Question

the expression of the trajectory of the particle is given as $y=px-q{x}^2$, where y and x are respectively the vertical and horizontal displacements, and p and q are constants. the time of flight of the projectile is

• A. $\frac{p^2}{4q}$
• B. $\frac{p^2}{2q}$
• C. $\sqrt{\frac{2p}{qg}}$
• D. $p\sqrt{\frac{2p}{qg}}$

Answer 1

The correct option is D $p\sqrt{\frac{2p}{qg}}$

Equation of trajectory in projectile motion is given in question is,

$y=px-q{x}^2$. . . . . . . . . .(1)

For maximum height, $\frac{dy}{dx}=0$

$p-2qx=0$

$x=\frac{p}{2q}$

Substitute the value of $x$ is

$Y_{max}=H=p\frac{p}{2q}-q(\frac{p}{2q}{)}^2$

$H=\frac{p^2}{4q}$. . . . . . . . .(2)

The maximum height in the projectile motion,

$H=\frac{u^{2}si{n}^2\theta }{2g}$. . . . . . . (3)
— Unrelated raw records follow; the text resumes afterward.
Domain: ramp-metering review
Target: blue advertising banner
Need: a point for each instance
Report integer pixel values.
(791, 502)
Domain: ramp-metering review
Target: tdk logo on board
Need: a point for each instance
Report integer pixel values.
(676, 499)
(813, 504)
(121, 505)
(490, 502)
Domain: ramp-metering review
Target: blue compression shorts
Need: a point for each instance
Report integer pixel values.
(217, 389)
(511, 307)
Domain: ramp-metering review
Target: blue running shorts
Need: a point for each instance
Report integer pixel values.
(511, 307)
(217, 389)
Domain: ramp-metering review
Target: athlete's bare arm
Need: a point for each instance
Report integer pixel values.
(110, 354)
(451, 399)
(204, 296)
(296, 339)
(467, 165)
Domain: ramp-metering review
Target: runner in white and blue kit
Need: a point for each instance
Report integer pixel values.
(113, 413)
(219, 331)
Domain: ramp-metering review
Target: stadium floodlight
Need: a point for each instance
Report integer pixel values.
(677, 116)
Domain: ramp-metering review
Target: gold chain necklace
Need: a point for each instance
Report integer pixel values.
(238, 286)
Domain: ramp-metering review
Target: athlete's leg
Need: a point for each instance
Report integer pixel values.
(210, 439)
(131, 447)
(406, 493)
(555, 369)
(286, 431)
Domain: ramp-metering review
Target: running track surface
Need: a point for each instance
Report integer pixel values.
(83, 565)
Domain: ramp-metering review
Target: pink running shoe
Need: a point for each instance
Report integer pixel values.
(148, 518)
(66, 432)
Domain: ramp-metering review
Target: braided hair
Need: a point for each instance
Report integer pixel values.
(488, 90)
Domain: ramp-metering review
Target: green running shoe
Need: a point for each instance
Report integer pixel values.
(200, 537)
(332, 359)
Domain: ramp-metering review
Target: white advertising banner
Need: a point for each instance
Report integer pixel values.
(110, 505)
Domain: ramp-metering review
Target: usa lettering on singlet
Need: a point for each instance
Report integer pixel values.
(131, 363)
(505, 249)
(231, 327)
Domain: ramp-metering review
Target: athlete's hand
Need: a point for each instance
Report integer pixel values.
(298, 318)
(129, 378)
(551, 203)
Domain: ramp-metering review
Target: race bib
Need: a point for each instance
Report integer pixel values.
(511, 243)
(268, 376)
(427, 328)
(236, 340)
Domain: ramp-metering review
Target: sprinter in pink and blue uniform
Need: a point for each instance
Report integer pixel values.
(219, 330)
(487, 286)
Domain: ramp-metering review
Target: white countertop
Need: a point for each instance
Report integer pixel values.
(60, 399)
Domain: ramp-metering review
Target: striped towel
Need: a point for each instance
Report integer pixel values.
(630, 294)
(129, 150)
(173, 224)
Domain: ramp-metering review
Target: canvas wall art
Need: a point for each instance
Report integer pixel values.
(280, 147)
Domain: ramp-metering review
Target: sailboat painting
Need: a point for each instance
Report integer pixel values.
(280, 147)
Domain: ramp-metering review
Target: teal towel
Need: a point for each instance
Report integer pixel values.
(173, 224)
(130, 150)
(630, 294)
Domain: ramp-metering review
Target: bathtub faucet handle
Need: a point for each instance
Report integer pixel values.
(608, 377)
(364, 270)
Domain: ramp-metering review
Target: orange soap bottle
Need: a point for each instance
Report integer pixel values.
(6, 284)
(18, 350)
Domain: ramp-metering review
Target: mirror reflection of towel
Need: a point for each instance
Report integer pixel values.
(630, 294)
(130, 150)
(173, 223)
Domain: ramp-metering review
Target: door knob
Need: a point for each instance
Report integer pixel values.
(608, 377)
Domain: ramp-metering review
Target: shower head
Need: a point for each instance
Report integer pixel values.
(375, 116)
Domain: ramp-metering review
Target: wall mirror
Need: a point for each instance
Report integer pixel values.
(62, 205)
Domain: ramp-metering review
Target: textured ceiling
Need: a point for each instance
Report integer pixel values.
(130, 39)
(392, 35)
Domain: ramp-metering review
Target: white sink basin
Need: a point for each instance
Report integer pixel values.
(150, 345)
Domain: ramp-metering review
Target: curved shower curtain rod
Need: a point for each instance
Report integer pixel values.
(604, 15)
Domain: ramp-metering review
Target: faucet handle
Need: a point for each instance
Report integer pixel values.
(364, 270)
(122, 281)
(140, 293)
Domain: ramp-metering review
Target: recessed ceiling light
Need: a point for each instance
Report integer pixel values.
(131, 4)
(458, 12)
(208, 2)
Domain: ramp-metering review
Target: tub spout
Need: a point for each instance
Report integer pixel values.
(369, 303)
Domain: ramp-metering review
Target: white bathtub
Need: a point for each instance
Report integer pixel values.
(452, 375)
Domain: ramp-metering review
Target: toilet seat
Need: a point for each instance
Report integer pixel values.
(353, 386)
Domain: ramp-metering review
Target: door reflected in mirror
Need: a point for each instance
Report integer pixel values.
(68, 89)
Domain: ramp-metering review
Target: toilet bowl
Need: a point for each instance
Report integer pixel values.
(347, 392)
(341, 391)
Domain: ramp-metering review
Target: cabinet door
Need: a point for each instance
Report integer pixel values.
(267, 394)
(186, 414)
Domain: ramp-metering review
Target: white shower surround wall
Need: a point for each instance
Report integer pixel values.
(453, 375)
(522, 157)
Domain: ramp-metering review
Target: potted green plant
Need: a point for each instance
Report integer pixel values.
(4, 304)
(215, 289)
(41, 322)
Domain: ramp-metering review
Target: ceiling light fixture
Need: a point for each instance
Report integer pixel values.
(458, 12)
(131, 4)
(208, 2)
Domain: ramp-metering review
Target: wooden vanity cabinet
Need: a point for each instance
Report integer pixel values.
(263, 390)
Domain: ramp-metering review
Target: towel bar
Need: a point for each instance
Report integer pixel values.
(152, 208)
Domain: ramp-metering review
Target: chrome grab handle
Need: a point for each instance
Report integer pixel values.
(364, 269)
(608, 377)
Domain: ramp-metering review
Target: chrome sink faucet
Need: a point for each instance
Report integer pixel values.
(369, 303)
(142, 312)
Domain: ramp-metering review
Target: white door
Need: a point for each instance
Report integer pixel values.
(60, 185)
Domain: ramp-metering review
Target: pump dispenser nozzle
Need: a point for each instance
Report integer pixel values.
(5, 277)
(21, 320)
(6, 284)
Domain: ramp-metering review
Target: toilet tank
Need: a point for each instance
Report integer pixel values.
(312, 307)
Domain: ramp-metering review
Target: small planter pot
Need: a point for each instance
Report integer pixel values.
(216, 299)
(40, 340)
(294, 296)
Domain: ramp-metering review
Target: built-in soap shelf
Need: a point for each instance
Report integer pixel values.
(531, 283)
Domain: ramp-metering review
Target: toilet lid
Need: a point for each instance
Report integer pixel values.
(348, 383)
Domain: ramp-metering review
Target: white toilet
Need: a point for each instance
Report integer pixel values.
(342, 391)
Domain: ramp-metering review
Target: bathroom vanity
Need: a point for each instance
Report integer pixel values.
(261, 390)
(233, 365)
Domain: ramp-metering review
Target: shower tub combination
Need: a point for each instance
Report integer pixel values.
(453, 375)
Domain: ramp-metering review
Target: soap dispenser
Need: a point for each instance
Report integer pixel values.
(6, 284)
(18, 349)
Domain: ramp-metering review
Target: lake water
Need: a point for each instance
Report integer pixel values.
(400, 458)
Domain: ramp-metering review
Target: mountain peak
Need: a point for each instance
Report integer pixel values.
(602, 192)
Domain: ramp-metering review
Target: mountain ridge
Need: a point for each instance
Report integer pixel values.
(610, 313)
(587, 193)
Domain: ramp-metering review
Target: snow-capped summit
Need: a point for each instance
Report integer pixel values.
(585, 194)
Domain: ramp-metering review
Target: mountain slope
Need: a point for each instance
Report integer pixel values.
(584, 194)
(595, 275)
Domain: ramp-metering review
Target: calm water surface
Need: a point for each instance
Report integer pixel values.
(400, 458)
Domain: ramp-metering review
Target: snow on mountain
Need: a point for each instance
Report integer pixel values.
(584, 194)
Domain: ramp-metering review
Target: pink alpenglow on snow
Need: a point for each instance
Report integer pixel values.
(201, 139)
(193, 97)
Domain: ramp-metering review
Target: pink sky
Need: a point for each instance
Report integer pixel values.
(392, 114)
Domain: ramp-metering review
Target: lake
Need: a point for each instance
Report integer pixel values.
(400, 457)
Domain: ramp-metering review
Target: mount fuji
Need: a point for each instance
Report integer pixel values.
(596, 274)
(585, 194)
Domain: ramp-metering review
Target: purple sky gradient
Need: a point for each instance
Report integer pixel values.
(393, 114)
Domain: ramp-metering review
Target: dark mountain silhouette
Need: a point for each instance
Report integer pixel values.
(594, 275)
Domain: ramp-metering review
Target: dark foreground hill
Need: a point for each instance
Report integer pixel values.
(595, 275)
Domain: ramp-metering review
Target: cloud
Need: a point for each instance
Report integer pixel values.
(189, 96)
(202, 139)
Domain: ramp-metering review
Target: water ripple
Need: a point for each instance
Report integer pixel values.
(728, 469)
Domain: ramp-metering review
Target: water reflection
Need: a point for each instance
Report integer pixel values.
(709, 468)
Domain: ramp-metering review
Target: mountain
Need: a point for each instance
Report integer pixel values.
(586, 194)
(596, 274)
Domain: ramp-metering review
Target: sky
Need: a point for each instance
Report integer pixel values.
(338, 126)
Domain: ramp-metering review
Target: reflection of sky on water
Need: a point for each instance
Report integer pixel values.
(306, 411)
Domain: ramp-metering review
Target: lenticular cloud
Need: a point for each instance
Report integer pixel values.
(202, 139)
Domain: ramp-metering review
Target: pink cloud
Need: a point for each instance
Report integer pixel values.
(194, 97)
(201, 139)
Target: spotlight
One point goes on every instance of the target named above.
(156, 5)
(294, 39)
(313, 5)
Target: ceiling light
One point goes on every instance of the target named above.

where, $u=$ initial velocity of the projectile

$\theta =$ angle of projection

From equation (2) and (3), we get

$\frac{p^2}{4q}=\frac{u^{2}si{n}^2\theta }{2g}$

$usin\theta =\sqrt{\frac{p^{2}g}{2q}}$

Time of flight in projectile motion,

$T=\frac{2usin\theta }{g}$

$T=\frac{2}{g}\sqrt{\frac{p^{2}g}{2q}}$

$T=\sqrt{\frac{2p^2}{qg}}$